«О, милый Ван, предпринимаю последнюю попытку. Можешь считать это свидетельством безумия или ростком раскаяния, только я жажду приехать к тебе и жить с тобой, где бы ты ни был, вечно, вечно. Если ты отвергнешь ту, что приникла к твоему окну, я тотчас сообщу аэрограммой, что принимаю предложение, сделанное твоей несчастной Аде месяц назад в Валентиновом штате>{117}. Это — русский из Аризоны, человек почтенный и достойный, умом особо не блещущий и не светский. Единственное, что нас объединяет, это пристальный интерес ко множеству ощетинившихся растительных обитателей пустыни, в особенности к всевозможным разновидностям агав, приюту гусениц, самых благородных в Америке живых существ — Гигантских Шкиперов (как видишь, Кролик снова в процессе раскопок). У него лошади, полотна кубистов и еще „нефтяные скважины“ (никогда не видала — наш отец во аде, у которого они тоже есть, мне не рассказывает, ограничиваясь, по своему обыкновению, маловыразительными намеками). Я сказала своему терпеливому валентинцу, что дам ему определенный ответ после разговора с единственным человеком, которого всегда любила и буду любить. Постарайся дозвониться мне сегодня вечером. На ладорской линии крупные неполадки, но меня заверили, что найдут обрыв и восстановят связь до начала речного прилива. Твоя, твоя, твоя (thine). А.».
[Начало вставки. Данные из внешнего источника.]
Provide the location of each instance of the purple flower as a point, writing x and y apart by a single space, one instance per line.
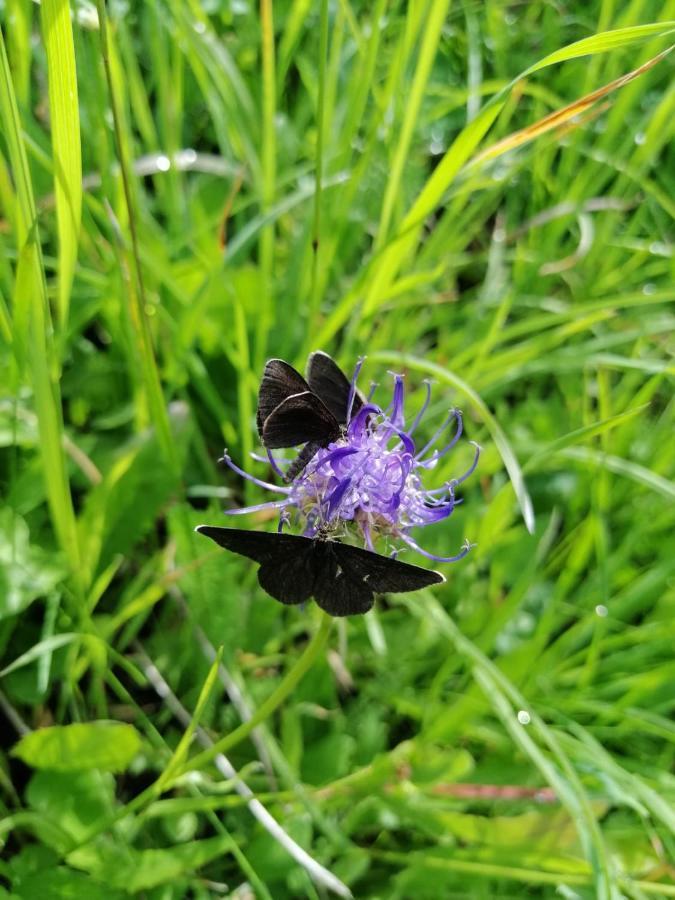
370 479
Ван взял из аккуратной стопки в ящичке шкафа чистый носовой платок, мгновенно углядев в этом действии аналогию с вырыванием листка из блокнота. Просто удивительно, как благотворно сказываются в такие сумбурные мгновения подобные ритмические параллели совпавших по виду (белых, квадратных) предметов. Ван набросал короткую аэрограмму и вернулся в гостиную. Где обнаружил Люсетт надевающей шубу, а также пятерых угловатых ученых мужей, впущенных идиотом камердинером и обступивших молчаливым кругом нашу нежно-грациозную рекламу зимней одежды предстоящего сезона. Бернард Раттнер, черноволосый и румяный, кряжистый молодой человек в очках с толстыми стеклами, приветствовал Вана с плохо скрываемым облегчением.
— Господи Ложе! — воскликнул Ван. — Я понял так, что мы встречаемся у твоего дяди!
Быстрыми жестами рассредоточив гостей по стульям в приемной, Ван, невзирая на протесты хорошенькой кузины («Мне пешком всего двадцать минут; не надо меня провожать!») вызвал по портофону свой автомобиль. Затем с шумом выкатился вслед за Люсетт, катапультируясь вниз по узкой лестнице катракатра[379]. Пожалуйста, дети, не катракатра (Марина).
— И еще я знаю, — сказала Люсетт, как бы продолжая их недавний обмен информацией, — кто это такой!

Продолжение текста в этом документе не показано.